In all the clinical literature I've ever read, everybody who attempted suicide with a singular 50,000 to 100,000 mg megadose of fluoxetine didn't die or suffer serotonin syndrome (which seems to required a sustained exposure to increasing doses of SSRI medications), but actually got BETTER!
One girl with a severe case of OCD tried to kill herself by taking around 50,000 mg fluoxetine, then all signs of her OCD completely disappeared for six months. (Wellbutrin is FAR more dangerous. 450 mg buproprion can cause seizures which can easily kill.)
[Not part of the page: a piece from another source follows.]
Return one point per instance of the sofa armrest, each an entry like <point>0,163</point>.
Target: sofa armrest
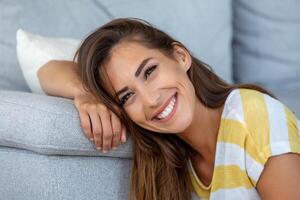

Because of how desperate my situation has become, I will be providing my psychiatrist with all the clinical literature on the benefits experienced with all the various cases of fluoxetine overdoses I have researched at my local graduate college, and express my willingness to voluntarily attempt a singular megadose of fluoxetine under careful medical supervision at the teaching hospital where he has admission privileges, since I'm out of other treatment options for getting better, and there is significant clinical literature supporting the efficacy of singular mega dosages of fluoxetine for instantly getting better for extended periods of time in emergency situations. (A teaching hospital is supposed to be a research facility, and I'm more than willing to sign off on the risk or trying a megadose of fluoxetine while hospitalized to attempt getting better. Maybe all of us there can learn something that will help improve the human condition.)
Can I obtain a medical green light for such an experiment? It way be possible, since I'm long overqualified for psychiatrist administered euthanasia wherever that modality is practiced, and I'm winning to attempt it under voluntary hospital supervision. If the mental health profession is legitimately serious about seeking ways to prevent suicide, this seemingly radical idea is one I expect they'd be on board with.